Aug 10, 2012 10:54 AM PT
While the promise of mobile payments still remains very much at the IOU stage, the Electronic Transactions Association on Thursday announced the formation of the Mobile Payments Committee, a task force that includes representatives from the four main U.S. carriers -- Verizon, AT&T, Sprint and T-Mobile -- as well as Google, Isis, PayPal, Verifone and Intuit.
The purpose of the committee is to develop a cohesive business strategy for the mobile payments industry, and to help legislators and regulators determine a mobile payments policy, while educating consumers and merchants about the benefits of mobile payments.
In other words, the committee aims to solve all the problems that have kept mobile payments from catching on in the U.S.
"Mobile payments represent a game-changing business opportunity for our industry, and ETA's mission is to help our member companies succeed in this business," said ETA Chief Executive Officer Jason Oxman.
"Our industry must work collaboratively to ensure that the regulatory and business environment promotes innovation and cooperation," he continued. "As the trade association of the payments industry, ETA is the hub of activity in mobile payments, and our Mobile Payments Committee will help ensure that consumers and merchants have access to an efficient, reliable and secure mobile payments system."
ETA declined to provide further details.
Not Getting Carrier'd Away
So far, the promise of mobile payments is more promise than reality, and whether this committee will meet the challenge has yet to be seen.

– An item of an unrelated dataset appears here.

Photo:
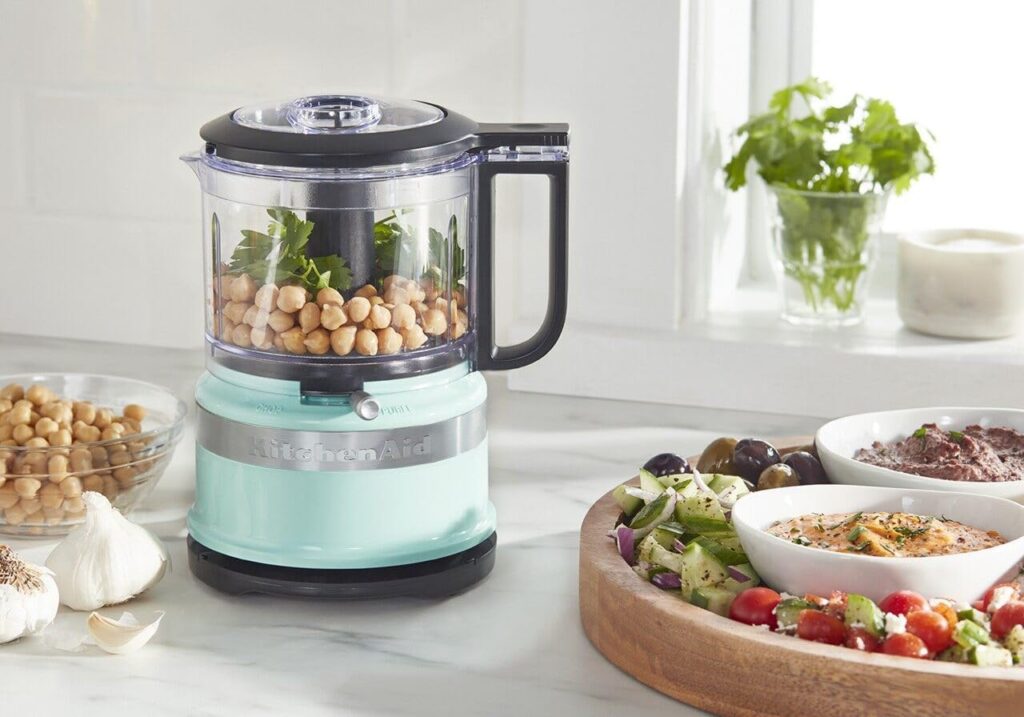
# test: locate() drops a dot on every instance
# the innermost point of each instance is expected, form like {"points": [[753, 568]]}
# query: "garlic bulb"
{"points": [[105, 560], [28, 596]]}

One only needs to remember the proverb "a camel is a horse designed by a committee," to see where this could go.
"We have been trying to jump-start this mobile payments business for several years. Every once in a while another major announcement is made," said telecommunications analyst Jeff Kagan. "Each carrier, major banks, and assorted businesses have all tried. Still, it has not really taken off except for a few cases."
However, this isn't because mobile payments don't have merit for the consumer, the merchant and the carriers. In fact, their adoption is likely just a matter of time.
"The future is about mobile payments," Kagan told the E-Commerce Times. "It is successful in other countries. The USA is actually behind other countries. So it will happen. It's just a question of when."
This time could be the charm, especially as the players are finally sitting down and working it out. Whether the result is a camel or a thoroughbred has yet to be seen, but something will likely come of it.
"The purpose of this venture is to create a common, cross-carrier approach to mobile payments," said Mark Siegel, spokesperson for AT&T. "We think this approach will speed the adoption and growth of mobile payments, much as cross-carrier messaging spurred the growth of text messaging."
Why the Mobile Disconnect?
If everyone wants mobile payments to happen, the big remaining issue is what's stopping it? The reason is actually one of infrastructure and adoption. Here it isn't an issue of the camel, but rather the chicken and the egg.
"The big thing is getting the merchants and the carriers to build the infrastructure," said Chris Silva, industry analyst for mobile at Altimeter Group. "If I go to the local deli, they may not have the infrastructure in place yet, so I can't use my phone to buy a cup of coffee in the morning."
Therefore what needs to happen is a three-step process that includes getting the infrastructure in place, getting more handsets that can support payment solutions on the market, and finally getting consumers to reach for a handset instead of a wallet to pay for that cup of coffee.
Only when those things happen, Silva said, will mobile payments finally succeed.
"There is the realization that people want this and that it is something that people will use," Silva added.
Wild West and the Dark Horse
For now, the mobile payment space is akin to the Wild West -- without order. It is made worse by the fact that while many of the largest players have come together, one wild card remains.
"The dark horse is Square," said Silva. "They're looking to build their own mobile payment network. And it is still the Wild West on the consumer device side in terms of what devices will support mobile payments."
Just as technology helped tame the real Wild West via the telegraph and railroad, technology will tame the mobile payments space via handsets that support NFC (Near Field Communication).
"Each player has tried to make this work in their own corner of the business," said Kagan. "We have not taken a unified approach yet. Perhaps that is what is needed."